Types of Communicable Diseases
- Infectious diseases require inoculation and aren't easily transmitted from person to person.
- Inoculation: when microorganisms enter through mechanical means (breakage).
- Intact skin and mucous membranes are the first line of defense.
- Mechanical entry: incision, laceration, biting, puncturing, injury.
- Tetanus, malaria, dengue, filariasis, rabies, schistosomiasis are examples.
- Contagious diseases are easily transmitted through airborne/droplet, direct, or indirect contact
- Examples: TB, diphtheria, measles, chickenpox, meningococcemia.
Epidemiology
- Epidemiology investigates disease patterns, distribution, and spread.
- It focuses on public health, including prevention and control in groups.
- Activities include describing pattern, occurrence, distribution, spread, prevention and control.
Disease Occurrence Patterns
- Sporadic: intermittent attacks, where 80% are immune and 20% susceptible.
- Endemic: disease constantly present in a specific locality, with typically a 50/50 immune/susceptible ratio.
- Epidemic: number of cases exceeds normal expectations, illustrated by 80% susceptible in many regions.
- Examples of endemic diseases in the Philippines: malaria, filariasis, and schistosomiasis.
- Pandemic: a worldwide epidemic or occurrence exemplified by AIDS, SARS, Bird Flu, COVID-19.
Epidemiologic Triad
- Agent, host, and environment interact to cause disease.
- Removing one factor prevents disease.
- Agents: bacteria, viruses, fungi, protozoa, parasites.

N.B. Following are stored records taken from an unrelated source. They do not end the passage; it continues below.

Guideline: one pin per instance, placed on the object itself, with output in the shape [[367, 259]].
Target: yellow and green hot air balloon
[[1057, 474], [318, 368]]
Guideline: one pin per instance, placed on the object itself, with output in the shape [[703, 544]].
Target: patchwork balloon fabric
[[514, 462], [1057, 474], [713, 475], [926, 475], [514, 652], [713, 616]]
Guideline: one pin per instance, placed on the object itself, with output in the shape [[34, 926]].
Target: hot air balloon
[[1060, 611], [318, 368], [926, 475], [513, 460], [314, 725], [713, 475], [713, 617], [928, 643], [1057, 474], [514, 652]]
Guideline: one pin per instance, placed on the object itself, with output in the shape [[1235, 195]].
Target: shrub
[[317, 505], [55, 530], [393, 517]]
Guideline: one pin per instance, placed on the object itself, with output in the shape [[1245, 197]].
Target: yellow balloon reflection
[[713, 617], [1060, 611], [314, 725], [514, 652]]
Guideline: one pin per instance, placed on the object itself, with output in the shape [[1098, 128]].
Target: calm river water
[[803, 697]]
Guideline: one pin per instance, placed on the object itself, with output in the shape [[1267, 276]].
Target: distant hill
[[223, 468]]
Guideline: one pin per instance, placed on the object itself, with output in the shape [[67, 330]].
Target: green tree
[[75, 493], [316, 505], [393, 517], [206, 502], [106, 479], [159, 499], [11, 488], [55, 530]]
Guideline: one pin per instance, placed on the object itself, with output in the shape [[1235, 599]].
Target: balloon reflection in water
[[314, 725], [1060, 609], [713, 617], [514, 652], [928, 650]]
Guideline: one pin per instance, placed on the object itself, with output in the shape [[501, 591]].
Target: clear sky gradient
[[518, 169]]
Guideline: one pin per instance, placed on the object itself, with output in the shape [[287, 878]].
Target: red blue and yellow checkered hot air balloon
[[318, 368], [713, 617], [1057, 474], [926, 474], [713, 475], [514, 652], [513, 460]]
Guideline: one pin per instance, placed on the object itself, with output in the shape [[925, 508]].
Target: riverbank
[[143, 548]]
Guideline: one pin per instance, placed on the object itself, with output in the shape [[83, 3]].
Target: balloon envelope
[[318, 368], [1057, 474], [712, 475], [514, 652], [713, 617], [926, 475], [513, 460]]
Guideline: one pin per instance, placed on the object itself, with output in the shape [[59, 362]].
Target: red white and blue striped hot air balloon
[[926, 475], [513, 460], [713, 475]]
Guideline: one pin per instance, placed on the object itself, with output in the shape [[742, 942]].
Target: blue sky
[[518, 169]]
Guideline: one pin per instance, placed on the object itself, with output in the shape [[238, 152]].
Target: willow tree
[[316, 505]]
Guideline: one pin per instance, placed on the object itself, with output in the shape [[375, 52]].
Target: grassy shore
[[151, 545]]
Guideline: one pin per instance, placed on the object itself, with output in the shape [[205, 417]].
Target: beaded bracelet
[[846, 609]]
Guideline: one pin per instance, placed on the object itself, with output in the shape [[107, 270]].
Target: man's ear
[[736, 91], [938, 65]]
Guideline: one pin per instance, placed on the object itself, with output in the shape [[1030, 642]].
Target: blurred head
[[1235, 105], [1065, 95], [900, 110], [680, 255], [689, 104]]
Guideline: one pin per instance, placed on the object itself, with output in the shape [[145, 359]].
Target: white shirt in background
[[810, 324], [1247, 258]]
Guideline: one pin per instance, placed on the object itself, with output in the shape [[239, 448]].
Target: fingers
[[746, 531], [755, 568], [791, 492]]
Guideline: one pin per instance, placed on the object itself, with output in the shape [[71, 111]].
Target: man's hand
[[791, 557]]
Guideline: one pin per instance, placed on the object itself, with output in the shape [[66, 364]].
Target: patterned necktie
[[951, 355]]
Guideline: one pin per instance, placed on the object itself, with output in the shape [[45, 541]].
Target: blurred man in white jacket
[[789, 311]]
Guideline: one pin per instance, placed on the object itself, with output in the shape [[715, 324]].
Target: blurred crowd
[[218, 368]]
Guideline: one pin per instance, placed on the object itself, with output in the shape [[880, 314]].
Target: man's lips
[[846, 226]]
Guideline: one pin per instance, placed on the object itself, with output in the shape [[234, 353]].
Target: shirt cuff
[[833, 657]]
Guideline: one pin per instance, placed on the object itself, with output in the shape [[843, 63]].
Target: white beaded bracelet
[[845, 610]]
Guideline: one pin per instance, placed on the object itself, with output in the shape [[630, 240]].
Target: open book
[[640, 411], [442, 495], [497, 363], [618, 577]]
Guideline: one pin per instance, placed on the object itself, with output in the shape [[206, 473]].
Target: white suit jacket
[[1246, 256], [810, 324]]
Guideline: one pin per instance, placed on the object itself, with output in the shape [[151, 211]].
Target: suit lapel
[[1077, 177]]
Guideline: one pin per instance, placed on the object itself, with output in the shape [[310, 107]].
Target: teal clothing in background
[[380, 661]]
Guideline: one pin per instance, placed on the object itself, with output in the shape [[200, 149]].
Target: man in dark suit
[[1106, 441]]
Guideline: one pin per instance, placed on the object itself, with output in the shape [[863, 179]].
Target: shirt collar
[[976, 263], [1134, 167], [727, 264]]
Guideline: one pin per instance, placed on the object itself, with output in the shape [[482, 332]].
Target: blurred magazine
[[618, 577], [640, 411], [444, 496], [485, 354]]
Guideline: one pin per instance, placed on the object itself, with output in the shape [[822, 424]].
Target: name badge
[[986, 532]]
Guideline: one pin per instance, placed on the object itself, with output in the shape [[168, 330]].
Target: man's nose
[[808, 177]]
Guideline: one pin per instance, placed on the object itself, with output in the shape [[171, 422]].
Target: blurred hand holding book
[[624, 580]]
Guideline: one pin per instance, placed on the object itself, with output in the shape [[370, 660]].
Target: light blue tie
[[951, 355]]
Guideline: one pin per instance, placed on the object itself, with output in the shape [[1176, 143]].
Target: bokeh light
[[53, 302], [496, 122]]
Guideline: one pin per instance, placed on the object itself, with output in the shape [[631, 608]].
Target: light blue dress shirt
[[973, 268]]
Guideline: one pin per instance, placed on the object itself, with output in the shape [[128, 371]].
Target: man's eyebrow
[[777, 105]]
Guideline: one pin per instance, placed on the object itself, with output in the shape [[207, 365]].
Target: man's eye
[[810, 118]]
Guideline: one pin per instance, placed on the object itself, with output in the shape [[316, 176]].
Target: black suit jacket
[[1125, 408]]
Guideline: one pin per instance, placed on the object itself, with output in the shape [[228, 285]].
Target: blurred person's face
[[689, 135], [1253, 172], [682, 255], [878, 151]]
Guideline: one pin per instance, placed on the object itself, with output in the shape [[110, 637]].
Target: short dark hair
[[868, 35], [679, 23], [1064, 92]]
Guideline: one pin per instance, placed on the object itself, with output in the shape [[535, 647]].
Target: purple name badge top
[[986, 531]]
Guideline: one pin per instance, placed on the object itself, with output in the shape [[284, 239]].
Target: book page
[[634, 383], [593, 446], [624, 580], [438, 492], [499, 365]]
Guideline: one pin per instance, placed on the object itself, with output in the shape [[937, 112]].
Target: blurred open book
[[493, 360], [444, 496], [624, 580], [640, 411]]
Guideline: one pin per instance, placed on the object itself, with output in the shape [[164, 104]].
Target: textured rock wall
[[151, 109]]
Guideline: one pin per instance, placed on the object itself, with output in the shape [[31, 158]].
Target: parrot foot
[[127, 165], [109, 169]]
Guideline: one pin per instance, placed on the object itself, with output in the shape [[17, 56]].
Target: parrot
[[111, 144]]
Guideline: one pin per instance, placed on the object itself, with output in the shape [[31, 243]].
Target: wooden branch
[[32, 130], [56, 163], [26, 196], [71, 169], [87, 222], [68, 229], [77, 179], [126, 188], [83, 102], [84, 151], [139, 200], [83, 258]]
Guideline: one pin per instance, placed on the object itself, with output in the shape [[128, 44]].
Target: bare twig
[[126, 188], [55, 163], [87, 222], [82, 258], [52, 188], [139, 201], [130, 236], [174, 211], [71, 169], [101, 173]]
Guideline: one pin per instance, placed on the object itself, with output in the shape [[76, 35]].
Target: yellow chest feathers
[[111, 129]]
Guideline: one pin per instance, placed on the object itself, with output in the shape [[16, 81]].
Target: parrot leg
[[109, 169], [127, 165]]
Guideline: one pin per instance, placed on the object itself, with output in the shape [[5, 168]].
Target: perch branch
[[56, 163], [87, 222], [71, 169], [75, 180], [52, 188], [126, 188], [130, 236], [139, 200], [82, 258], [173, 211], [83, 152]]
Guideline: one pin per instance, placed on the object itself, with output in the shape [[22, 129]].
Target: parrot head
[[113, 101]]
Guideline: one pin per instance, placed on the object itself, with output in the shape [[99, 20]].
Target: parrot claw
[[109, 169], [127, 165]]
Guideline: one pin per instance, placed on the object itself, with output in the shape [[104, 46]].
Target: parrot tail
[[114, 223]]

- Pathogenicity: 3% of agents are pathogenic.
- Infectivity: agent's ability to enter and move within the body.
- Virulence: agent's potency or strength to cause disease.
- Antigenicity: agent's ability to stimulate an antibody response.
- Vaccination: creates antibodies to protect against microorganisms.
- Pathogenicity: ability to cause infection or disease.
- Environment: supports agent survival and multiplication.
- Host: area where agent gets nourishment.
Hosts
- Carriers (asymptomatic): harbor microorganisms, not showing symptoms, most dangerous.
- Sub-clinically ill: general symptoms, less dangerous.
- Clinically ill: manifests all symptoms, least dangerous.
- Animals: serve as intermediate hosts (vectors).
- Plants, soil, water, air, milk can also be hosts.
- Fomites: inanimate objects, e.g., stethoscope, thermometer.
Chain of Infection
- Agent: causative agent releasing toxins inside or outside the cell.
- Exotoxin: found outside living microorganisms.
- Endotoxin: found inside dead microorganisms.
- Reservoir: infection source where the organism is found.
- Portal of Exit: how the agent leaves the reservoir.
- Respiratory system allows for coughing/sneezing.
- GIT/alimentary tract releases vomitus or feces.
- GUT releases urine, semen, vaginal discharges.
- Skin open wounds.
- Mechanical entry: insect or animal bites.
- Blood: broken skin or mucosa.
- Transplacental route: from mother to fetus.
- Exudates or discharges: conjunctival, saliva, pus.
- Mode of Transmission: how microorganisms are transmitted.
- Direct: person to person, intimate contact needed, as in sexual intercourse or droplet spray (coughing, sneezing).
- Distance for droplet transmission: 3 feet/1 meter.
- Airborne: over 1 meter.
- Droplets transmit within 30 minutes.
- Airborne transmits longer than 30 minutes.
- Indirect: vehicle or vector borne via milk soil or animals.
- Portal of Entry: corresponds to exit.
- Susceptible Host: prone individuals.
Disease Stages
- Incubation: the time between first exposure and first signs/symptoms.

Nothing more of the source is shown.